Putin's Russia & China In Central Asia: Conflict & Cooperation
UW Ingraham Hall 1155 Observatory Drive, Madison, Wisconsin
press release: We welcome you to the 2018 CESSI Summer Lecture Series! All lectures are free and open to the public and will be held on Thursdays at 4pm in 206 Ingraham. Join us each week for these events!
Speaker: Yuri Maltsev, Professor of Economics, Carthage College
Russia’s interests in Central Asia are similar to those of China and the United States. Today, all three powers are mostly concerned with security in the region. After the collapse of the Soviet Union, Russian troops were withdrawn from Central Asia, with the exception of those in Tajikistan and small forces on the Kazakhstan and Kyrgyzstan borders with China. Both Russia and China were threatened by the spillover of Islamic militancy, terrorism, and arms and drug trafficking from the ongoing conflict in Afghanistan. The Shanghai Cooperation Organization, a security bloc jointly led by China and Russia, now includes Kazakhstan, Kyrgyzstan, Russia, Tajikistan, Uzbekistan, India, and Pakistan, and is currently engaged in military, security, economic and technological cooperative efforts in Central Asia. In this talk, Maltsev will discuss the current state of affairs and the development of international political cooperation in Central Asia since the fall of the Soviet Union.

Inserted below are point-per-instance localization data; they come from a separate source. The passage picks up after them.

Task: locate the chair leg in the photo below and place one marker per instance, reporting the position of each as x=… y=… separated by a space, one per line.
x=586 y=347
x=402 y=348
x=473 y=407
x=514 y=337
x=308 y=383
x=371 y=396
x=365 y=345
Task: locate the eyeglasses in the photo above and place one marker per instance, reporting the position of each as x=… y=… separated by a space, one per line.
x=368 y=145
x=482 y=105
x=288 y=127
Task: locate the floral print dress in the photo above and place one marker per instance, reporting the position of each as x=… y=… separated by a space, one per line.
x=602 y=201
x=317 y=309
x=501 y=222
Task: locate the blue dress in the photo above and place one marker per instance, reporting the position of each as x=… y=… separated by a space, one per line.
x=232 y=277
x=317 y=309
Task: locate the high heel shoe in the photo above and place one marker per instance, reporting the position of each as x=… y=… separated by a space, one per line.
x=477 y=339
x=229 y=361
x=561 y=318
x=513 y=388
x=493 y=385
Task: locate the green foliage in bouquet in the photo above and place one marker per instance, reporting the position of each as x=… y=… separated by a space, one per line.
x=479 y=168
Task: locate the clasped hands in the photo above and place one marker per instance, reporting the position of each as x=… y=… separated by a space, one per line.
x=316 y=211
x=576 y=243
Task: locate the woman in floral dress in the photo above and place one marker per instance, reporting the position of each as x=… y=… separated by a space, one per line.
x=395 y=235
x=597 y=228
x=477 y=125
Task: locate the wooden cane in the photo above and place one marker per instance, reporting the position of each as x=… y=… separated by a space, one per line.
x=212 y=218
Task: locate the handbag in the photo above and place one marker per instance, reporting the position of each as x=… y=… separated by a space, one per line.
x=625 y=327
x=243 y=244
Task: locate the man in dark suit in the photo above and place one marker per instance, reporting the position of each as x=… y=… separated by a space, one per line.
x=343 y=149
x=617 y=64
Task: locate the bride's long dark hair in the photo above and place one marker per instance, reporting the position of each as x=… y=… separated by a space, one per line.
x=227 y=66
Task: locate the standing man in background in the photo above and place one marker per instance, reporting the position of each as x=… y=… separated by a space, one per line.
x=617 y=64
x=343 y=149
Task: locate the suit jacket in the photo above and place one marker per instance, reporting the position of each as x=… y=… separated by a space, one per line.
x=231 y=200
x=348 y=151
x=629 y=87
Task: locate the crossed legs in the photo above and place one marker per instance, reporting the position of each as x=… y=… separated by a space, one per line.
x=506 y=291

Yuri Maltsev is professor of economics at Carthage College in Kenosha, Wisconsin. Before emigrating to the United States, Maltsev was a Chief Consultant for the Bank of Foreign Trade and a member of a senior team of Soviet economists working on President Gorbachev’s reforms package. Prior to joining Carthage College, he was a Peace Fellow at the United States Institute of Peace in Washington, D.C., where he briefed members of Congress and senior officials at the executive branch on issues of national security and foreign economic assessment. Maltsev also regularly speaks on the topic of Russian involvement in Central Asia at the Alan L. Freed Associates public policy seminars for senior military and intelligence officials.